Businesses are right to ask difficult questions about their Cloud Service Providers
Responding to research which has found that businesses are conducting more due diligence when provisioning cloud services and have a greater awareness of data sovereignty issues in a post-PRISM world, the Cloud Industry Forum (CIF) and Claranet suggest that increased awareness of surveillance programmes may be providing the push that businesses need to better protect their data.
A global survey has revealed that businesses are conducting heightened due diligence on cloud suppliers and demanding more localised storage of their data in the wake of reports about US surveillance activities. The report suggests that 31 per cent of IT decision-makers have decided to move their business data ‘to where they know it will be safe’, while 52 per cent are now conducting greater due diligence on cloud providers than ever before.
Alex Hilton, CEO of the Cloud Industry Forum, said: In the wake of PRISM we have witnessed a significant amount of fear, uncertainty and doubt in the industry, but we don’t see the revelations as having made a material difference to cloud adoption rates in the UK. All the signs in the market are immensely positive: overall adoption stands at an all-time high at 69 per cent and is set to increase further to around 80 per cent this year. Moreover, research from Claranet, which was conducted post-PRISM, points to a marked increase in trust in cloud services, suggesting that in spite of reports of surveillance, faith in cloud as a viable delivery model continues to grow.
“The industry is weathering the storm, but if a by-product of the scandal is that businesses are making more checks on their cloud providers before taking the leap, then all the better. Cloud users should be seeking reassurance from prospective CSPs to understand how the service is delivered, where data is stored and ultimately who has access to their data. These are messages that we have pushed since our inception and since the formation of our Code of Practice for CSPs, so it’s encouraging to see end-users taking a more active role in securing their data,” he continued.

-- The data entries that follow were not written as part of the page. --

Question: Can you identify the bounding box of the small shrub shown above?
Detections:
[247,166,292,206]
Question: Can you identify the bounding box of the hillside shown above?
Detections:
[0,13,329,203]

Michel Robert, Claranet’s UK Managing Director, added: In our experience, concerns about data location and security are anything but new. Data sovereignty has been a key issue for cloud users for quite some time, and to address these concerns Claranet provides in-country data centres: All users, applications and data always reside in the customer’s chosen country. That end-users are taking a greater interest in the security and location of their data is no bad thing and it’s important that CSPs recognise and address the changing needs of their customers.”